A bill to classify probate court employees as state employees and allow them to unionize for collective bargaining purposes is currently under consideration by the Labor and Public Employees Committee.
An Act Strengthening the Probate Court System would affect roughly 316 probate court employees in 54 probate courts and six regional children’s probate courts.
Currently, probate court employees are considered employees of the probate judge, who is elected every four years. Judges and employees receive retirement benefits through the state but pay more for healthcare costs than state employees.
If unionized, the probate court employees would be allowed to collectively bargain for wages, benefits and work conditions and have the ability to file grievances. A similar bill in 2015 estimated the cost to be anywhere from $400,000 to $1 million depending on how probate court employees were organized.
Union officials from AFSCME, SEIU and AFL-CIO testified in support of the bill, along with probate court workers who say they should be counted as state employees and allowed to collectively bargain.
Probate court employees who submitted testimony expressed concerns over job security and pointed out that superior court clerks and probate court administrators are considered state employees.
“We pay more for our benefits and receive smaller hourly wages than similar Connecticut State Employees,” according to testimony submitted by Naugatuck Probate Court clerks. “Probate Clerk’s work ‘at the pleasure of the Judge,’ which in turn means that every election our job is at stake. We work hard every day, despite having no job security, and working without protection.”

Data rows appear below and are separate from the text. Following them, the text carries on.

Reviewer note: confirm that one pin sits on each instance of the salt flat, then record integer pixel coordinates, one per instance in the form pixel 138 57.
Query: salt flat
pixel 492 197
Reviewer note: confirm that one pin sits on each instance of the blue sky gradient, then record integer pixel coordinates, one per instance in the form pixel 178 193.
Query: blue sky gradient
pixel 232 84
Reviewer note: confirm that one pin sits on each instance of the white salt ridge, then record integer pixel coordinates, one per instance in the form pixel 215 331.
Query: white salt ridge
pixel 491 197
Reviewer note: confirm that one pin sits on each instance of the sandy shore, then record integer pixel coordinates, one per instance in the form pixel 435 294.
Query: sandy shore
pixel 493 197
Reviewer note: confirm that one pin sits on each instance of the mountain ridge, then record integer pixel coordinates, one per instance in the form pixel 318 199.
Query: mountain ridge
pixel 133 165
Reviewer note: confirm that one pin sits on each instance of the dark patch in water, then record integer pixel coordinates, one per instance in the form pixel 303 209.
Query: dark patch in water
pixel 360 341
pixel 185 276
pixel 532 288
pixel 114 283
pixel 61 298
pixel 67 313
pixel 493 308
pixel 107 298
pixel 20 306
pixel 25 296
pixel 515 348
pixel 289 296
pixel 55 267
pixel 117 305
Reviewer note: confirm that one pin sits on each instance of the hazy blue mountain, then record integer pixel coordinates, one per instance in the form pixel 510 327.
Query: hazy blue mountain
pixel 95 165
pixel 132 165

AFL-CIO President Sal Luciano testified that probate court employees were paid less than similar state employees and can lose their jobs if the probate judge loses an election or retires. He also noted “they can be fired for speaking up.”
The bill, however, was opposed by the Council of Small Towns and the Office of the Probate Court Administrator.
Probate Court Administrator Beverly K. Streit-Kefalas wrote the bill would “impair an elected official’s ability to hire and supervise his or her direct staff,” that the fiscal implications “will be significant” and that “the bill leaves numerous critical issues unanswered.”
Betsy Gara, executive director of COST, wrote “municipalities have a tremendous stake in ensuring that the probate court system remains financially viable so that towns are not required to incur any additional costs or provide with additional in-kind contributions to support the system.”
Municipalities currently pay for office equipment, management systems and insurance for probate courts “all at considerable cost to the municipalities within the district,” Gara wrote.
Probate courts handles trusts and estates, conservatorships, children’s issues, intellectual disability issues and mental health commitments.
Connecticut’s probate court system underwent a major restructuring in 2009 to avoid financial collapse and to bring uniform pay rates and benefits to probate employees. The restructuring saved the state $10 million over two years and kept the probate court system operating.
The last time this issue came before the Labor Committee was in 2017. The bill received minimal public hearing comment and was not voted on by the Labor Committee.
Patricia Saviano, president of Connecticut Association of Probate Clerks, wrote in 2017 that less than 15 percent of probate court employees favored unionization and noted that CAPC was not part of the effort.
“We can only assume it is being pursued from a source outside the probate court system or by individuals in their own capacity,” Saviano said.